Jeanne*, 26 ans, doctorante en sociologie dans une université parisienne, fait partie de la brigade du 19e arrondissement de Paris. Elle remarque « une importante mobilisation des particuliers qui font des dons de matières premières » pour permettre aux brigades de cuisiner des plats et de les distribuer. Quelques commerçants se mobilisent également. « Un restaurant libanais nous a par exemple fait don de plus de 100 repas complets. » La jeune militante dresse un constat accablant : « Les centres d’aide alimentaire sont débordés, les foyers de travailleurs et les hôtels sociaux pleins.
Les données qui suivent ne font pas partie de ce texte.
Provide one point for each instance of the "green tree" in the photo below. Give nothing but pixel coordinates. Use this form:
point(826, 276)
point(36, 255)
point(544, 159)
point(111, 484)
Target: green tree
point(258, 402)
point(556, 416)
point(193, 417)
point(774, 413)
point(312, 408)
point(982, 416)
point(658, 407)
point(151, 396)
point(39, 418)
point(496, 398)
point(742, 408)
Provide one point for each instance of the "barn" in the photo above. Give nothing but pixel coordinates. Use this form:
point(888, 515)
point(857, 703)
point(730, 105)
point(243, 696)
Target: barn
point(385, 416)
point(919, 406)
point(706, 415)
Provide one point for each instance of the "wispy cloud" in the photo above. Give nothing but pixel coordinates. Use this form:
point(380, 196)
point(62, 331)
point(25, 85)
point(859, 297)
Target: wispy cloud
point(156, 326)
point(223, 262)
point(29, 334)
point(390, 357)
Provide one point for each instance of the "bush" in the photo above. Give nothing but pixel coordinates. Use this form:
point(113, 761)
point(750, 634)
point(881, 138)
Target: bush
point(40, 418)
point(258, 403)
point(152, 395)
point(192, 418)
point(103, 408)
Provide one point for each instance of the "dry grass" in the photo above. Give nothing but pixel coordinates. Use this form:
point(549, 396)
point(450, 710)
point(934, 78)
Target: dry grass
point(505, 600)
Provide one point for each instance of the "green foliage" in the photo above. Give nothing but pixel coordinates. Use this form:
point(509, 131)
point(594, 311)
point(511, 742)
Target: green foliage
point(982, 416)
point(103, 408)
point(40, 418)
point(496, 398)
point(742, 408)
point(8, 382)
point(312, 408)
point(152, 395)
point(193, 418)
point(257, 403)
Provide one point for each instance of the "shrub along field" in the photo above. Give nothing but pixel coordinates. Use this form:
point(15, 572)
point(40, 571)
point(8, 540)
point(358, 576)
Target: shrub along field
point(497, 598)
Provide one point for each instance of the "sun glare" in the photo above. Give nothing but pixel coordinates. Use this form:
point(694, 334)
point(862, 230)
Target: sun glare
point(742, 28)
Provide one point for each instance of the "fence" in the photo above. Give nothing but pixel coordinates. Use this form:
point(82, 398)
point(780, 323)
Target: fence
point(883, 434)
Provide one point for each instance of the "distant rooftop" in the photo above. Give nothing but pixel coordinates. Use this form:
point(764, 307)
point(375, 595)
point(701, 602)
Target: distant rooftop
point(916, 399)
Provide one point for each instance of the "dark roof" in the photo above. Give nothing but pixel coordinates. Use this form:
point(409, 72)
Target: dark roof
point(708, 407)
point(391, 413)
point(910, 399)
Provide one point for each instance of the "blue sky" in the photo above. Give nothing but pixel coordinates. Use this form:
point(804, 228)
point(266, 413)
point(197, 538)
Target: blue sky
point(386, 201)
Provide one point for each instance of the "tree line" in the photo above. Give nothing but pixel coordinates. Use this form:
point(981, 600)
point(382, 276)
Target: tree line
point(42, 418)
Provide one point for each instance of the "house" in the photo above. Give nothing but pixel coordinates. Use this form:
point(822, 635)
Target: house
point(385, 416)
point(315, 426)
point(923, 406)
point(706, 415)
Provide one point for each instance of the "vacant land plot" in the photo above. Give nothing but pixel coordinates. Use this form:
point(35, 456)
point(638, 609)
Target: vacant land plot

Nous, on s’organise face à la faillite de l’Etat. »
«Ça va être compliqué pendant plusieurs mois»
Cette solidarité crée des liens entre les habitants des quartiers. « Les gens portent de nouveaux regards sur les autres, moins stéréotypés. Certains n’ont plus forcément peur des jeunes. Des dynamiques émergent et s’organisent. Mais est-ce que ça va résister à la reprise ? », se demande Corinne Bord.
Questionnée sur la sortie de crise, la conseillère régionale n’a pas souhaité se prononcer. « Je ne connais pas l’avenir, a-t-elle rétorqué, avant d’ajouter : En tout cas, il faut que l’Etat soutienne les associations et leur donne les moyens de continuer ce qu’elles font. » Nina Crosnier est certaine que la fin de la crise ne se fera pas le 11 mai, avec le déconfinement. « Les personnes dans le besoin vont le rester. Celles qui bossent dans l’intérim ne vont pas reprendre tout de suite. Ça va être compliqué pendant plusieurs mois », soupire-t-elle.